Understanding Our Differences (UOD) is a nationally recognized, award-winning program that uses a hands-on, participatory curriculum to foster respect, acceptance, and compassion for people of all abilities in elementary schools and communities at large.

The UOD approach is grounded in the belief that children are naturally curious about differences, and that accurate information can be the difference between acceptance and discrimination.

The program consists of seven different units covering a range of physical, sensory and developmental disabilities and is designed to seamlessly fit into a typical 3rd to 5th grade curriculum. The UOD program is usually taught by trained, volunteer instructors.

The staff, Board of Directors and teams of educators, health professionals, representatives of disability organizations, people with disabilities, and parents of children with disabilities continually review the program materials to ensure medical accuracy, state-of-the-art technology, and a clear anti-bullying message that promotes inclusion.

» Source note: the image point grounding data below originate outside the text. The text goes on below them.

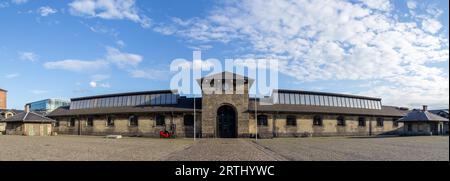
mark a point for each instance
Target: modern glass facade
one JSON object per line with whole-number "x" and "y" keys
{"x": 48, "y": 104}
{"x": 310, "y": 99}
{"x": 125, "y": 101}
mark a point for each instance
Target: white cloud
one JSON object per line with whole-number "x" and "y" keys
{"x": 411, "y": 4}
{"x": 93, "y": 84}
{"x": 4, "y": 5}
{"x": 99, "y": 77}
{"x": 11, "y": 76}
{"x": 19, "y": 1}
{"x": 383, "y": 5}
{"x": 110, "y": 9}
{"x": 96, "y": 81}
{"x": 46, "y": 10}
{"x": 431, "y": 25}
{"x": 151, "y": 74}
{"x": 39, "y": 91}
{"x": 77, "y": 65}
{"x": 331, "y": 40}
{"x": 29, "y": 56}
{"x": 114, "y": 56}
{"x": 122, "y": 60}
{"x": 120, "y": 43}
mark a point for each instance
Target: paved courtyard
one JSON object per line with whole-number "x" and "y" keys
{"x": 327, "y": 148}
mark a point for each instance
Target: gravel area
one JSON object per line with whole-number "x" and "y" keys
{"x": 325, "y": 148}
{"x": 361, "y": 148}
{"x": 87, "y": 148}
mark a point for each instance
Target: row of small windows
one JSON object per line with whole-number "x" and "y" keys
{"x": 323, "y": 100}
{"x": 120, "y": 101}
{"x": 133, "y": 120}
{"x": 188, "y": 120}
{"x": 318, "y": 121}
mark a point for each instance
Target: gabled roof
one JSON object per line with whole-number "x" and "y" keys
{"x": 28, "y": 117}
{"x": 422, "y": 116}
{"x": 226, "y": 75}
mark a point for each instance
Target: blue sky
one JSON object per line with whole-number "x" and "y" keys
{"x": 396, "y": 50}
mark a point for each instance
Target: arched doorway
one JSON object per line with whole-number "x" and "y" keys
{"x": 226, "y": 122}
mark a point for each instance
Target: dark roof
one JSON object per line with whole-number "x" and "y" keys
{"x": 422, "y": 116}
{"x": 324, "y": 93}
{"x": 185, "y": 105}
{"x": 29, "y": 117}
{"x": 127, "y": 94}
{"x": 15, "y": 111}
{"x": 290, "y": 108}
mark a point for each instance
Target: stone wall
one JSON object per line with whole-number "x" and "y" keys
{"x": 3, "y": 99}
{"x": 277, "y": 126}
{"x": 212, "y": 102}
{"x": 146, "y": 125}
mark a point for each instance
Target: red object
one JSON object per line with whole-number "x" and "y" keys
{"x": 164, "y": 134}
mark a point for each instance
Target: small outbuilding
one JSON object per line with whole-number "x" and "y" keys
{"x": 28, "y": 124}
{"x": 423, "y": 122}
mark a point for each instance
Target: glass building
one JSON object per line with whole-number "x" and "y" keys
{"x": 47, "y": 105}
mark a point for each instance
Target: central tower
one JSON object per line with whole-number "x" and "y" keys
{"x": 225, "y": 105}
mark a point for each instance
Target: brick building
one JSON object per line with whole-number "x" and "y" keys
{"x": 228, "y": 113}
{"x": 3, "y": 98}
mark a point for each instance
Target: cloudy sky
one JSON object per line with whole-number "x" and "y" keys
{"x": 397, "y": 50}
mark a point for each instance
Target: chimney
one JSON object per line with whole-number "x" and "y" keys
{"x": 425, "y": 108}
{"x": 27, "y": 108}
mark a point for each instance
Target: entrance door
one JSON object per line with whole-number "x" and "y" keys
{"x": 226, "y": 122}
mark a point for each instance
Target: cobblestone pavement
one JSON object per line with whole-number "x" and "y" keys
{"x": 87, "y": 148}
{"x": 360, "y": 148}
{"x": 225, "y": 150}
{"x": 330, "y": 148}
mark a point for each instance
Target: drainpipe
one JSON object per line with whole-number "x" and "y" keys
{"x": 194, "y": 120}
{"x": 79, "y": 125}
{"x": 275, "y": 116}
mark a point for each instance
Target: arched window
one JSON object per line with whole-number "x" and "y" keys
{"x": 318, "y": 120}
{"x": 90, "y": 121}
{"x": 262, "y": 120}
{"x": 380, "y": 122}
{"x": 340, "y": 121}
{"x": 110, "y": 121}
{"x": 395, "y": 122}
{"x": 291, "y": 121}
{"x": 362, "y": 121}
{"x": 188, "y": 120}
{"x": 133, "y": 120}
{"x": 72, "y": 122}
{"x": 160, "y": 120}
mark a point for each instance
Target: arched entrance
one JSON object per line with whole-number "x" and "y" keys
{"x": 226, "y": 122}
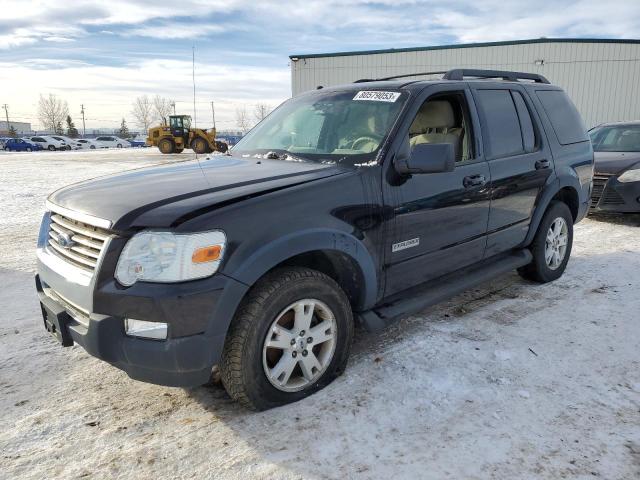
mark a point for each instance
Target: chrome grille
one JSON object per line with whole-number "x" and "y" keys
{"x": 76, "y": 242}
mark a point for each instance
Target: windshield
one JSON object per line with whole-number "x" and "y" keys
{"x": 327, "y": 127}
{"x": 618, "y": 138}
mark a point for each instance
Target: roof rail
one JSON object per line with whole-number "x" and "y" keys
{"x": 363, "y": 80}
{"x": 460, "y": 73}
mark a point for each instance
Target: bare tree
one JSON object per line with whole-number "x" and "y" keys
{"x": 242, "y": 119}
{"x": 162, "y": 108}
{"x": 261, "y": 111}
{"x": 143, "y": 112}
{"x": 52, "y": 111}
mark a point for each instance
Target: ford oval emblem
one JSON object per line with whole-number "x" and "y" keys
{"x": 65, "y": 241}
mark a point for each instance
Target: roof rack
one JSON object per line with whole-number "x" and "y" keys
{"x": 363, "y": 80}
{"x": 460, "y": 73}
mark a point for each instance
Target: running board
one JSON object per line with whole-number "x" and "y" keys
{"x": 418, "y": 298}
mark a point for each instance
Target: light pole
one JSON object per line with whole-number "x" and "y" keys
{"x": 6, "y": 112}
{"x": 84, "y": 130}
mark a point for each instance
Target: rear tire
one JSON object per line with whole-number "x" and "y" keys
{"x": 268, "y": 320}
{"x": 551, "y": 246}
{"x": 166, "y": 146}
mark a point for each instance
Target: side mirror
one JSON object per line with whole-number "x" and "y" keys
{"x": 426, "y": 158}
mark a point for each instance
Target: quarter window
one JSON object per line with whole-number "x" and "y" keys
{"x": 564, "y": 116}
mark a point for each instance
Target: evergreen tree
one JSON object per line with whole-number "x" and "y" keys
{"x": 124, "y": 130}
{"x": 72, "y": 131}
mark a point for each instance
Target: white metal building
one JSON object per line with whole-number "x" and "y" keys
{"x": 21, "y": 127}
{"x": 601, "y": 76}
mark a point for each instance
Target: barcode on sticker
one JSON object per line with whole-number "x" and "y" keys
{"x": 377, "y": 96}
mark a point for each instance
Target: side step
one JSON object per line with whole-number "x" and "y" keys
{"x": 435, "y": 291}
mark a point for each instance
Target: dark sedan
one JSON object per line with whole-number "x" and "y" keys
{"x": 616, "y": 182}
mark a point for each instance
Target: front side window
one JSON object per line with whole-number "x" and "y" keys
{"x": 348, "y": 126}
{"x": 616, "y": 138}
{"x": 444, "y": 119}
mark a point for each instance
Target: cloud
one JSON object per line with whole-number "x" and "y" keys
{"x": 108, "y": 92}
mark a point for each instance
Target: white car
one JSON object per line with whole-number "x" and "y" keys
{"x": 47, "y": 142}
{"x": 88, "y": 144}
{"x": 112, "y": 141}
{"x": 72, "y": 144}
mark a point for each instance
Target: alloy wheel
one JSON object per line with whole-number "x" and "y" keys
{"x": 299, "y": 345}
{"x": 555, "y": 247}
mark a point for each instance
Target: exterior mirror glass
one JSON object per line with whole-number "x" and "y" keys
{"x": 426, "y": 158}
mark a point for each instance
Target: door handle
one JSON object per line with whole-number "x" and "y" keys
{"x": 474, "y": 181}
{"x": 541, "y": 164}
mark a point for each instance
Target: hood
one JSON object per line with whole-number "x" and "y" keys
{"x": 159, "y": 196}
{"x": 615, "y": 162}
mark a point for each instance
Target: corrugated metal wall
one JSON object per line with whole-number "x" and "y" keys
{"x": 601, "y": 78}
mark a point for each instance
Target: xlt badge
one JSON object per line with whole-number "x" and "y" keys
{"x": 414, "y": 242}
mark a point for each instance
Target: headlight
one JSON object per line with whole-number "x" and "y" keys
{"x": 167, "y": 257}
{"x": 630, "y": 176}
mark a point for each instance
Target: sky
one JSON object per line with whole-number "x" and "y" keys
{"x": 105, "y": 54}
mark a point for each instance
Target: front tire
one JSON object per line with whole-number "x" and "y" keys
{"x": 199, "y": 145}
{"x": 290, "y": 338}
{"x": 551, "y": 247}
{"x": 166, "y": 146}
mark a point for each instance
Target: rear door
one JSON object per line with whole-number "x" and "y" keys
{"x": 519, "y": 160}
{"x": 440, "y": 219}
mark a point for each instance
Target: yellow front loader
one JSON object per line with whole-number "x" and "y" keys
{"x": 178, "y": 135}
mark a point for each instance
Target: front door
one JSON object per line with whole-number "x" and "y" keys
{"x": 440, "y": 219}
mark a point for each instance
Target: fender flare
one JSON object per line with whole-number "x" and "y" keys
{"x": 268, "y": 256}
{"x": 545, "y": 198}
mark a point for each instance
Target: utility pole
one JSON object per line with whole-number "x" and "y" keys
{"x": 6, "y": 112}
{"x": 84, "y": 130}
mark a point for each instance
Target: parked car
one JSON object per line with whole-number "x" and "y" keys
{"x": 616, "y": 182}
{"x": 138, "y": 142}
{"x": 112, "y": 142}
{"x": 20, "y": 145}
{"x": 47, "y": 142}
{"x": 72, "y": 143}
{"x": 88, "y": 143}
{"x": 357, "y": 203}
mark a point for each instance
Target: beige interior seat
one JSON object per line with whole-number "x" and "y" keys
{"x": 435, "y": 123}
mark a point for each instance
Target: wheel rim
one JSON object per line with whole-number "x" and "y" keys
{"x": 555, "y": 247}
{"x": 299, "y": 345}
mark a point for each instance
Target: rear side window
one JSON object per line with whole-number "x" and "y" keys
{"x": 564, "y": 116}
{"x": 526, "y": 124}
{"x": 501, "y": 124}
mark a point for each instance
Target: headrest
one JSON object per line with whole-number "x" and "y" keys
{"x": 436, "y": 114}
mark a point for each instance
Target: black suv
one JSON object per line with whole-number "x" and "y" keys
{"x": 363, "y": 202}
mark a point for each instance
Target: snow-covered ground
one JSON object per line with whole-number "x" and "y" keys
{"x": 512, "y": 380}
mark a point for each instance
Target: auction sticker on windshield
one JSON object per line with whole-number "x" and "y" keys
{"x": 377, "y": 96}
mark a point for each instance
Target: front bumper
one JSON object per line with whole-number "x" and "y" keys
{"x": 91, "y": 313}
{"x": 611, "y": 195}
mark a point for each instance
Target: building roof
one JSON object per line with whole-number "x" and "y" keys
{"x": 468, "y": 45}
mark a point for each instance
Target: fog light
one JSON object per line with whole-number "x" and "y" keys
{"x": 142, "y": 329}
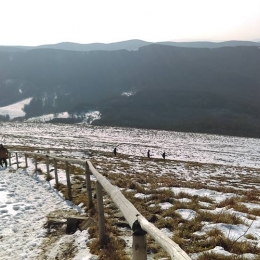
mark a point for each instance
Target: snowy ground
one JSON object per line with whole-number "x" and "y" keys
{"x": 229, "y": 162}
{"x": 25, "y": 201}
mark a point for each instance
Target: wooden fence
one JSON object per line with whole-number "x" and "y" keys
{"x": 139, "y": 225}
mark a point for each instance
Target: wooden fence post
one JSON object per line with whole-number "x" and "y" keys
{"x": 68, "y": 180}
{"x": 88, "y": 184}
{"x": 16, "y": 155}
{"x": 56, "y": 173}
{"x": 35, "y": 162}
{"x": 47, "y": 165}
{"x": 139, "y": 246}
{"x": 26, "y": 161}
{"x": 101, "y": 218}
{"x": 9, "y": 155}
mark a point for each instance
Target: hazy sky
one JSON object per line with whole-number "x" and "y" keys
{"x": 36, "y": 22}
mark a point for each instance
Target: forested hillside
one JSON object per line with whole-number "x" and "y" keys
{"x": 157, "y": 86}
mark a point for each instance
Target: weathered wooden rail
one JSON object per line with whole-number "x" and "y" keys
{"x": 138, "y": 223}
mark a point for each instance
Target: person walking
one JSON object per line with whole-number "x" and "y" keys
{"x": 3, "y": 155}
{"x": 163, "y": 155}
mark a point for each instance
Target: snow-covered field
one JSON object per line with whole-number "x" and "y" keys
{"x": 178, "y": 146}
{"x": 229, "y": 162}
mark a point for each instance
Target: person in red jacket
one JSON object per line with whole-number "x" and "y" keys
{"x": 3, "y": 155}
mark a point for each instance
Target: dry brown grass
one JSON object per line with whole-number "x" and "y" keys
{"x": 150, "y": 182}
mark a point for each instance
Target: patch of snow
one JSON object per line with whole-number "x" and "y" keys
{"x": 187, "y": 214}
{"x": 165, "y": 205}
{"x": 48, "y": 117}
{"x": 91, "y": 116}
{"x": 16, "y": 109}
{"x": 128, "y": 94}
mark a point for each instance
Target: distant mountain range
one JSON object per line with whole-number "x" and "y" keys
{"x": 128, "y": 45}
{"x": 138, "y": 84}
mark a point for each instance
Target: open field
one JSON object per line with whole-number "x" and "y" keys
{"x": 209, "y": 207}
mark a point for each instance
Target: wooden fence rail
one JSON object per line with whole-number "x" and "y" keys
{"x": 138, "y": 223}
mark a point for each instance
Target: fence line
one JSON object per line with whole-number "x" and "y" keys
{"x": 138, "y": 223}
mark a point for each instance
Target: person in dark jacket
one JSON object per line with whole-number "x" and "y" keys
{"x": 163, "y": 155}
{"x": 3, "y": 155}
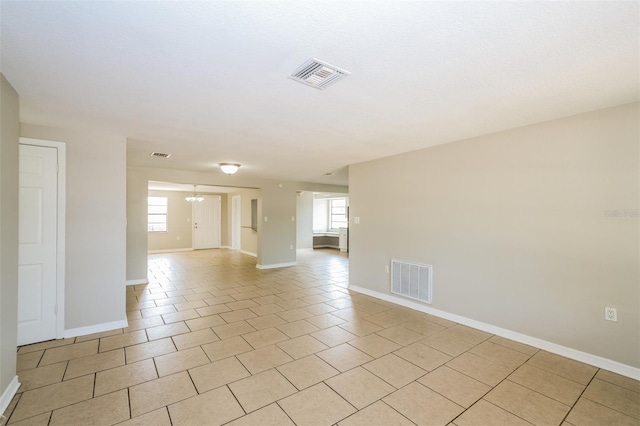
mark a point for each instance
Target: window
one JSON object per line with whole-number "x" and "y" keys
{"x": 157, "y": 214}
{"x": 338, "y": 213}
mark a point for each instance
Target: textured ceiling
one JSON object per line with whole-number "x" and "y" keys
{"x": 208, "y": 81}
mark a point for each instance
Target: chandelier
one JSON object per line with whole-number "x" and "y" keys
{"x": 194, "y": 197}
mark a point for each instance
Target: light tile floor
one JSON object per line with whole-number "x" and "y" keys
{"x": 213, "y": 340}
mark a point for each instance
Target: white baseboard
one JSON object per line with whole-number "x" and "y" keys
{"x": 168, "y": 251}
{"x": 587, "y": 358}
{"x": 8, "y": 394}
{"x": 276, "y": 265}
{"x": 98, "y": 328}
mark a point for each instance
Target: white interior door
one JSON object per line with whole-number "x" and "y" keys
{"x": 236, "y": 219}
{"x": 37, "y": 255}
{"x": 206, "y": 223}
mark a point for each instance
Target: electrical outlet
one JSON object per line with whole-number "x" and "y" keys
{"x": 610, "y": 314}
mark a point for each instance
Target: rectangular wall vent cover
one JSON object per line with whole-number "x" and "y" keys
{"x": 318, "y": 74}
{"x": 412, "y": 280}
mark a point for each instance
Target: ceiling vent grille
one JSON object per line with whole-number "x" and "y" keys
{"x": 318, "y": 74}
{"x": 160, "y": 155}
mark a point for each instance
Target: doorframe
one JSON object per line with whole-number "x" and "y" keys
{"x": 193, "y": 215}
{"x": 236, "y": 222}
{"x": 61, "y": 149}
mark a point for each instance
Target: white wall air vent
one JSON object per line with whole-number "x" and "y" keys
{"x": 318, "y": 74}
{"x": 160, "y": 155}
{"x": 412, "y": 280}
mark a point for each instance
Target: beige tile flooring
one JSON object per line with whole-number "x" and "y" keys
{"x": 213, "y": 340}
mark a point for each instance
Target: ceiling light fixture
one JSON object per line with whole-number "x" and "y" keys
{"x": 318, "y": 74}
{"x": 195, "y": 197}
{"x": 229, "y": 168}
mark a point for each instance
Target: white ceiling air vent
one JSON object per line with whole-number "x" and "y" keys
{"x": 318, "y": 74}
{"x": 160, "y": 155}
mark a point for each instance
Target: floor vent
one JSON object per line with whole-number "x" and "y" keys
{"x": 412, "y": 280}
{"x": 318, "y": 74}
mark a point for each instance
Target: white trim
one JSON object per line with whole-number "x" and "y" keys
{"x": 8, "y": 394}
{"x": 587, "y": 358}
{"x": 193, "y": 228}
{"x": 136, "y": 282}
{"x": 98, "y": 328}
{"x": 168, "y": 250}
{"x": 61, "y": 148}
{"x": 276, "y": 265}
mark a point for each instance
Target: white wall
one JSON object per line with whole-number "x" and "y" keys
{"x": 96, "y": 196}
{"x": 9, "y": 135}
{"x": 304, "y": 220}
{"x": 137, "y": 235}
{"x": 248, "y": 237}
{"x": 516, "y": 227}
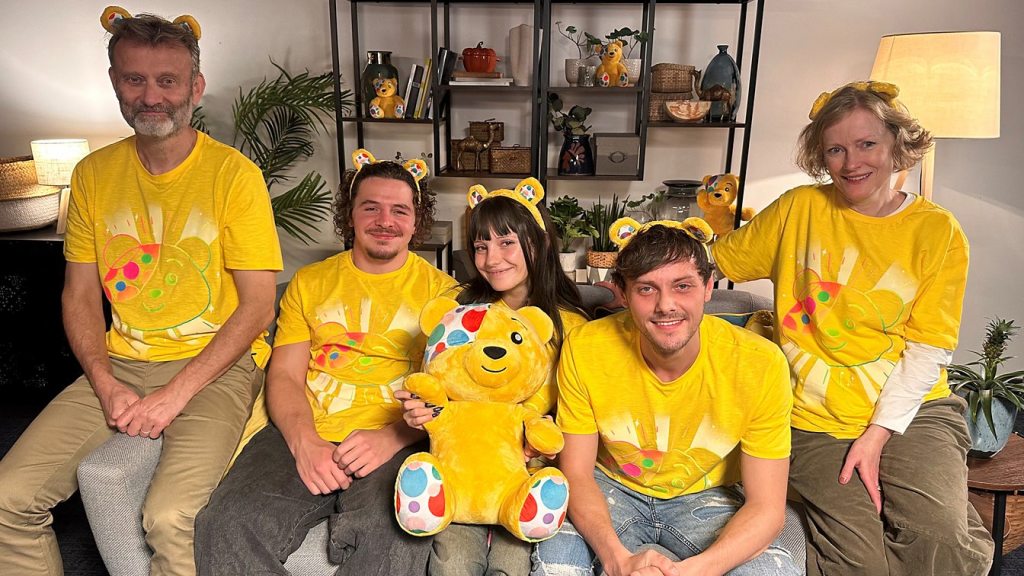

How Understanding Our Differences Benefits Children

  • Children learn to be more inclusive and friendly;
  • Children become more accepting and allies of those with disabilities;
  • Children with disabilities and their siblings are less likely to be bullied, teased or isolated;
  • Children meet and learn from individuals with disabilities;
  • Children become more comfortable around people with all kinds of disabilities.

History

In 1978, a group of parents of children with disabilities in Newton, Massachusetts founded Understanding Our Differences as a nonprofit organization to increase information, understanding, and acceptance of people with disabilities and individual differences.

The Understanding Our Differences disability awareness curriculum has grown rapidly in recent years and has been disseminated to more than 200 schools and youth organizations nationwide. More than 27,000 elementary school students and some 8,000 adult, high school and college students have participated as trained, volunteer instructors.